New English Ballet Theatre is a relatively young company and while past performances have suggested it is still finding its feet, its current programme – although a somewhat mixed affair – shows greater assurance and maturity.
Jenna Lee’s The Four Seasons captures all the lightness and drama of Vivaldi’s famous compositions. In runs of quick neat steps the dancers skip lightly across the music and deftly catch at its accents. NEBT’s youthful company eagerly attacks the ambitious lifts, slides and floor-skimming spins scattered through the piece. There are times where the performance becomes a little one-dimensional, but on the whole this is a bright and elegant work danced with precision.
Remembrance is more perplexing. A new work by Wayne Eagling, it opens with the wedding of Marie Rambert (a whirlwind romance, she met her husband on a four day leave during the First World War and married seven months later) then plunges into a generalised narrative that begs the question of why Rambert’s name is attached to it at all.

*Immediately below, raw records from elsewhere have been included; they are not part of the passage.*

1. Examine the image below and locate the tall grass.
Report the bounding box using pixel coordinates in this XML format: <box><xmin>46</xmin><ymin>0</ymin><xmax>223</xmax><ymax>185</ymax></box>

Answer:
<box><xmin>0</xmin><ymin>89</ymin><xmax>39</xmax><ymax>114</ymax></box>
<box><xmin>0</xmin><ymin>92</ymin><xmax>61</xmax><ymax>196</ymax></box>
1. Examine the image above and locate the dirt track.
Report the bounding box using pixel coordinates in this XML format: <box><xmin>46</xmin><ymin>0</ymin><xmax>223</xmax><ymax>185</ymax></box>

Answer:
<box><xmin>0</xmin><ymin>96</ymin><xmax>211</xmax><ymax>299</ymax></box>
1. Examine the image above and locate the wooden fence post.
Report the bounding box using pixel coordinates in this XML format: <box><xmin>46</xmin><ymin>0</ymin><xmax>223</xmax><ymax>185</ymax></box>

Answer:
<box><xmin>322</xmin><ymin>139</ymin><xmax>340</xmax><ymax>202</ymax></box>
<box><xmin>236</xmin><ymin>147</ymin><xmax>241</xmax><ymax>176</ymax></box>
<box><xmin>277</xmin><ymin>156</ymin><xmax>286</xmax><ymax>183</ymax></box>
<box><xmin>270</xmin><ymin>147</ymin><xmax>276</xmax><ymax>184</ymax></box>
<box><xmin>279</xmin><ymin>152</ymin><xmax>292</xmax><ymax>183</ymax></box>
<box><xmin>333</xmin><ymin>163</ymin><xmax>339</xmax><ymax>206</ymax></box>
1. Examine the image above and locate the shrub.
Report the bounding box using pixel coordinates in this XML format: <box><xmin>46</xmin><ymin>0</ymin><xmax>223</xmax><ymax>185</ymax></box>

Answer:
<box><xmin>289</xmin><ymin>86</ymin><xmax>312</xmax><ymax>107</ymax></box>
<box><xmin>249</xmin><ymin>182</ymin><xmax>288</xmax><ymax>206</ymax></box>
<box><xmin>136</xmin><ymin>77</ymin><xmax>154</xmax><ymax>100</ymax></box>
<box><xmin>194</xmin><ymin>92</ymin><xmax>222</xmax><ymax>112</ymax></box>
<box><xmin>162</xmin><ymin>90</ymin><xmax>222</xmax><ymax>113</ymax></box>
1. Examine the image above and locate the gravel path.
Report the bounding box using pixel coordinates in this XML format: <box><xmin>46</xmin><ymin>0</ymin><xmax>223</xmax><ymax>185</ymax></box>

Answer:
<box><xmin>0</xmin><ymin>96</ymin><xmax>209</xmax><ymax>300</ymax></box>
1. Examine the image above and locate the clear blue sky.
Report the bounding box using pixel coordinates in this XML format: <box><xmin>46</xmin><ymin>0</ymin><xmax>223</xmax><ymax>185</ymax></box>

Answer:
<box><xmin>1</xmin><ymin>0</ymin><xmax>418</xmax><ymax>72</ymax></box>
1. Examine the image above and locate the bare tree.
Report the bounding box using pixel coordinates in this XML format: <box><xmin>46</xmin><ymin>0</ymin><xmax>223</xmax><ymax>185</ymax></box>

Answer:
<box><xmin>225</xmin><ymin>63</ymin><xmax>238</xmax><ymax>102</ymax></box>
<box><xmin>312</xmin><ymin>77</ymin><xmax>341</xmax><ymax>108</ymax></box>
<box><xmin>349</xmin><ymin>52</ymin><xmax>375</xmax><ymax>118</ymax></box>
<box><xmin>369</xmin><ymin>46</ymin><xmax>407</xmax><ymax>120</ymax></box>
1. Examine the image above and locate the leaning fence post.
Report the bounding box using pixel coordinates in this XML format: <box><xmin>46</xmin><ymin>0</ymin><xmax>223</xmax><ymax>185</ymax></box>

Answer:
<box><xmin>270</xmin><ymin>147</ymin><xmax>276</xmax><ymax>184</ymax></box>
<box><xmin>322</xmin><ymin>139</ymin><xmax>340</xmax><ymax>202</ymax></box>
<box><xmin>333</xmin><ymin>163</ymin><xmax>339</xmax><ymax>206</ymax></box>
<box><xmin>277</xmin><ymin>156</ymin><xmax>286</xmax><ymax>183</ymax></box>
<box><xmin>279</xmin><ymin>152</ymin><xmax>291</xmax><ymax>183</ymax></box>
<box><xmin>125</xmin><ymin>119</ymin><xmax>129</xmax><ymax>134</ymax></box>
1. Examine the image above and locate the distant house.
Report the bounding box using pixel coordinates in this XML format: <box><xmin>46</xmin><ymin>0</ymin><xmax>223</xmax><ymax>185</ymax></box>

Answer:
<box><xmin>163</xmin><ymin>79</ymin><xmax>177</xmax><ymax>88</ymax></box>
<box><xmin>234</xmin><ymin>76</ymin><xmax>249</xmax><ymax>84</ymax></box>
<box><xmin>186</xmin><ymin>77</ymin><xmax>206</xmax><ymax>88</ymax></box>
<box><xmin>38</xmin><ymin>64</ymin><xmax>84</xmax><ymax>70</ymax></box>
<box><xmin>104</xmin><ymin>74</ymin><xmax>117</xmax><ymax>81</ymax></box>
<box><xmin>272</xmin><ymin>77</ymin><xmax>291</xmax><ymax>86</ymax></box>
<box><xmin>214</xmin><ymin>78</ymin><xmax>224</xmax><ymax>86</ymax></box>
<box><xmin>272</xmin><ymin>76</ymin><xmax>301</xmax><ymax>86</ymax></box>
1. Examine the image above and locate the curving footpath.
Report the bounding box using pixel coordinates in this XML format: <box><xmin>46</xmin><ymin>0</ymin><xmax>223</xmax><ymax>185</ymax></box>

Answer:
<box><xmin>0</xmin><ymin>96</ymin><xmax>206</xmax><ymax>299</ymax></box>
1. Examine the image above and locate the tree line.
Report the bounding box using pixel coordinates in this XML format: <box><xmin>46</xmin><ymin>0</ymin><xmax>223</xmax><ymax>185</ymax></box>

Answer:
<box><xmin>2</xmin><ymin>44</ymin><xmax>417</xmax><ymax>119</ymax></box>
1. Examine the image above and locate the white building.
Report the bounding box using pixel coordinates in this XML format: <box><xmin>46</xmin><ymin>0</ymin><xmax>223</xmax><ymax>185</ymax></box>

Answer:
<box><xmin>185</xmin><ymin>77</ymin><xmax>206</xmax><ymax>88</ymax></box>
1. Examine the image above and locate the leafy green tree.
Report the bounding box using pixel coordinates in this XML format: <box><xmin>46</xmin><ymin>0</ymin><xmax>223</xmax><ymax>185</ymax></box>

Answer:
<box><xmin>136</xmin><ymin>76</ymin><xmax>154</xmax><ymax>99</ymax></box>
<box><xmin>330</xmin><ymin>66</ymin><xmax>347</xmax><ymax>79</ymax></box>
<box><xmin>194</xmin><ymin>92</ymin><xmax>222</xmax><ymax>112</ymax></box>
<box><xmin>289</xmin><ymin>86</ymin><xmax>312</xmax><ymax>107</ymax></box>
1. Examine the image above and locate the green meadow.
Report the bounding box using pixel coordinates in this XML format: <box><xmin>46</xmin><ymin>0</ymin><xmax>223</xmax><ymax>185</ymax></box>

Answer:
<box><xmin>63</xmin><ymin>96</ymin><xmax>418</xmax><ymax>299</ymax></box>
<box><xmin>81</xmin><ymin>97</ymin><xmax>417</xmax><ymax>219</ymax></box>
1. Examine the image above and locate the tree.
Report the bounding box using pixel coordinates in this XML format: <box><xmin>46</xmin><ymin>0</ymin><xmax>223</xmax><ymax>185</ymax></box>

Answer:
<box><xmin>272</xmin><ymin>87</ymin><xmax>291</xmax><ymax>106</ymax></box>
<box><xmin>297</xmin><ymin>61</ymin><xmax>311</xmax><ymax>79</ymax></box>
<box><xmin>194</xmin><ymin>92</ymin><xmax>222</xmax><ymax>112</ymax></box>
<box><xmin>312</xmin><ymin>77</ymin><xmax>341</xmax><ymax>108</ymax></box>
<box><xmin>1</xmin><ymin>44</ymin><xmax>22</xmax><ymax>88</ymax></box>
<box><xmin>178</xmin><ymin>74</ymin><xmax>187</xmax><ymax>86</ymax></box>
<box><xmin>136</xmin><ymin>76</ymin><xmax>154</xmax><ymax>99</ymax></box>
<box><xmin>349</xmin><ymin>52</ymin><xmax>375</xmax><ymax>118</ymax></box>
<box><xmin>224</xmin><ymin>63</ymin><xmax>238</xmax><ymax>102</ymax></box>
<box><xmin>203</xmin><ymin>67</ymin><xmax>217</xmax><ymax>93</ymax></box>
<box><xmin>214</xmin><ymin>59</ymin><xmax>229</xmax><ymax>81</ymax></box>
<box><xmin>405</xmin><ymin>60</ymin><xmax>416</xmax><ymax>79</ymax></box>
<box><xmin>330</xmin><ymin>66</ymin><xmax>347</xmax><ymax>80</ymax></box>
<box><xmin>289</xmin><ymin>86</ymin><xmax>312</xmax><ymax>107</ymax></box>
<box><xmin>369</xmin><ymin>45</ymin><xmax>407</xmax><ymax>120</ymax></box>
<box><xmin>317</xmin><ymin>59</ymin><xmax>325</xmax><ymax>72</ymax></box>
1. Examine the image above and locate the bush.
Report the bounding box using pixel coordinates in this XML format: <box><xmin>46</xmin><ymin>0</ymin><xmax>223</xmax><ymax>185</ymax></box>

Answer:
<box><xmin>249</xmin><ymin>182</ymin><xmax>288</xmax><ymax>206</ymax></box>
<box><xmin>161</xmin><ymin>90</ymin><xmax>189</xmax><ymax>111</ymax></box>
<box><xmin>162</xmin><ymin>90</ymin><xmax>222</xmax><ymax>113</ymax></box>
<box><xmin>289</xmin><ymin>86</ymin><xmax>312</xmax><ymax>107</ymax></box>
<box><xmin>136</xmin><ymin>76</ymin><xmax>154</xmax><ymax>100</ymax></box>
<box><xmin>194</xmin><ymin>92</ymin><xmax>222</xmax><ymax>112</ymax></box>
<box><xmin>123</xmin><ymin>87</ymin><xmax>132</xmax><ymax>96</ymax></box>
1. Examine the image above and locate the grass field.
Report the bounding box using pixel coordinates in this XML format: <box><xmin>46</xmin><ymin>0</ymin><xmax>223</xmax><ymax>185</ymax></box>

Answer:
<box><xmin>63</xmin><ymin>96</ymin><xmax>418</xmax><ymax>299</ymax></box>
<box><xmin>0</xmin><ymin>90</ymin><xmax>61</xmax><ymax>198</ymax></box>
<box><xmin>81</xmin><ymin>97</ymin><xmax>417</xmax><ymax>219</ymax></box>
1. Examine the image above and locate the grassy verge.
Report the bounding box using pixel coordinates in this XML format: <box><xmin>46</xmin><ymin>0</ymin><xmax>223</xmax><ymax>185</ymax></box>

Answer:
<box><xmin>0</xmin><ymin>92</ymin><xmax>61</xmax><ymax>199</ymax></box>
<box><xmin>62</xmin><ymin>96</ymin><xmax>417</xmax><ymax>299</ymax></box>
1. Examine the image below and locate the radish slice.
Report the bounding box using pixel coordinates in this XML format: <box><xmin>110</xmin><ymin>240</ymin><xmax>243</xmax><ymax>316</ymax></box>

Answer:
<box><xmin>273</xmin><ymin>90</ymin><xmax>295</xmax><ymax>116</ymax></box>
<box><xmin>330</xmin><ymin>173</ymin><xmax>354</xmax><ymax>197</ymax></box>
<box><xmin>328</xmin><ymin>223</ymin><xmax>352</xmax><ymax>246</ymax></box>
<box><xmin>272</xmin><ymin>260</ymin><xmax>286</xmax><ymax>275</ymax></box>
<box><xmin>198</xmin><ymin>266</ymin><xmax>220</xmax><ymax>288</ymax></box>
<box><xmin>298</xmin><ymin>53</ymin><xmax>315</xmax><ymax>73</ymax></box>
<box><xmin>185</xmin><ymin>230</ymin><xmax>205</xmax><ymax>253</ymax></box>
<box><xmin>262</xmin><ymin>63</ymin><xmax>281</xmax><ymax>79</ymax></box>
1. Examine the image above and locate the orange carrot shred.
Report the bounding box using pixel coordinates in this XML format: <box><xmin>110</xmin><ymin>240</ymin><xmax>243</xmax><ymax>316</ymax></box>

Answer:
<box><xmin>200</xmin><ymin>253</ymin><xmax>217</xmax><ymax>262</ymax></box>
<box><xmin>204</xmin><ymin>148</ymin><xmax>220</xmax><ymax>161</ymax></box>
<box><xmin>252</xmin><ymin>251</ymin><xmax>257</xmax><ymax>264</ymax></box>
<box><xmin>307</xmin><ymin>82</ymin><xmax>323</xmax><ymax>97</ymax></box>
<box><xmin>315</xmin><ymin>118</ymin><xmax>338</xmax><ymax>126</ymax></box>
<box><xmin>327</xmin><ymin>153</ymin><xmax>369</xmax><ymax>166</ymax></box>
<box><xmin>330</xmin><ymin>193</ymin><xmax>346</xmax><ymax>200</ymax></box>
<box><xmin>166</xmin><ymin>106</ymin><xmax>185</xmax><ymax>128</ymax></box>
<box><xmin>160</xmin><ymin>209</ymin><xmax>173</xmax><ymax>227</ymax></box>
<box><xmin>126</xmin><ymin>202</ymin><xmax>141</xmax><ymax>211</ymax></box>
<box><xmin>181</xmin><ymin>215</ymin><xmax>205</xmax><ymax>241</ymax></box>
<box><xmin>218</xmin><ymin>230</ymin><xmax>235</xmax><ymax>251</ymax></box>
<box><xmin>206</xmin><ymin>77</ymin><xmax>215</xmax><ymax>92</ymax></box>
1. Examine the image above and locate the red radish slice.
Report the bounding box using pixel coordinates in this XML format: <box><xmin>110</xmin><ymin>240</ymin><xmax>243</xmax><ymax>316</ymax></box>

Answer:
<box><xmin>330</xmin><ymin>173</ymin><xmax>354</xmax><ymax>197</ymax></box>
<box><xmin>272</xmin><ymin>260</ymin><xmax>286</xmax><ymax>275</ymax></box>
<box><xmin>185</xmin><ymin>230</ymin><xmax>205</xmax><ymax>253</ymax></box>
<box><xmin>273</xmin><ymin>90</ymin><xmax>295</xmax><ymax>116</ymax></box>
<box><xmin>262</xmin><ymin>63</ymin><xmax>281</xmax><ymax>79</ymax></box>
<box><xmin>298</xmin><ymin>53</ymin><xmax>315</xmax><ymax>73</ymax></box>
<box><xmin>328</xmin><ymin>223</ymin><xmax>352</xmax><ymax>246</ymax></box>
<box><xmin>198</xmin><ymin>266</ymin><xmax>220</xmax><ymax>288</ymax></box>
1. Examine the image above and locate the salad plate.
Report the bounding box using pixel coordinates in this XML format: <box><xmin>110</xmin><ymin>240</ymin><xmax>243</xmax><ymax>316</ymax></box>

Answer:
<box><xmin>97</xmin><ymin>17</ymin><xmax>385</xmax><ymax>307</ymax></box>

After her husband returned to fight, Rambert is depicted as a wandering, desolate soul. While the work’s duets are elegantly choreographed and emotively danced, for a woman who lived through two world wars and led a ballet company through the second – a company which, on a shoestring budget, toured relentlessly and this year celebrated its 92nd birthday – it seems an unfitting portrayal.
The trauma of the First World War shouldn’t be downplayed, but here an opportunity to depict a strong woman in ballet is sadly passed over for the age-old portrayal of male despair.
For a company keen to create fresh works with a cast of young and promising dancers, it’s a disappointing.